The advance of new techniques in molecular biology (for example, high-throughput DNA sequencing or DNA microarrays), has led to a huge amount of biological data being produced every day at increasing speed. In order to understand the mechanisms of life it is crucial to interpret these data and to unravel the patterns hidden within. In this research project, the neural hardware is applied for pattern recognition in biological sequences. We believe that a hardware approach can offer enormeous advantage in terms of speed compared to conventional, PC-based systems.
In biology, we have to deal with large sequences built from an alphabet. For genomic data, the alphabet consists of the four nucleotides A, C, G, and T. Proteins are sequences consisting of 20 aminoacids. Often, it is required to search those sequences for a specific subsequence. For example, one might be interested in the locations where a certain molecular binding site exist on a genome.
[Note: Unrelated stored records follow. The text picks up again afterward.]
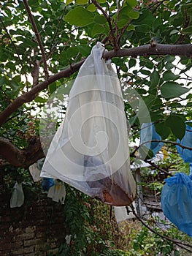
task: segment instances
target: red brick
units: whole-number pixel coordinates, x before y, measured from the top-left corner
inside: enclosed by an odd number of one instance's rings
[[[24,233],[21,235],[18,235],[14,236],[13,241],[26,241],[26,240],[29,240],[32,239],[35,237],[35,233]]]
[[[20,248],[20,249],[14,250],[14,252],[12,252],[12,255],[26,255],[27,253],[33,252],[34,252],[34,246],[26,248]]]
[[[32,239],[32,240],[27,240],[24,241],[24,246],[30,246],[31,245],[37,245],[41,243],[43,243],[43,240],[42,239]]]

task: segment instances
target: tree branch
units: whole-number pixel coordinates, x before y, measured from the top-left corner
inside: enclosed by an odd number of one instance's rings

Fig 1: Searching a sequence for a specific pattern. The shown network was trained to recognize the pattern ACGCCTTCAAT.
Currently, we are focusing on applying our hardware for those database searches. The idea is to train a network to recognize a certain subsequence, as shown in figure 1. The database is shown to the network sequentially in form of small windows. Whenever the pattern of interest is discovered the network gives a positive response. With our hardware, the human genome can be seached for a pattern in only a few minutes. Due to the parallel nature of the hardware, many patterns can be searched for simultaneously. In other words, it makes no difference in terms of computing time whether we are interested in only one or hundreds of patterns.
Biological sequence data is often noisy or even partly unknown. We believe (and have already shown) that our networks can be trained to cope with noisy data, as illustrated in figure 2.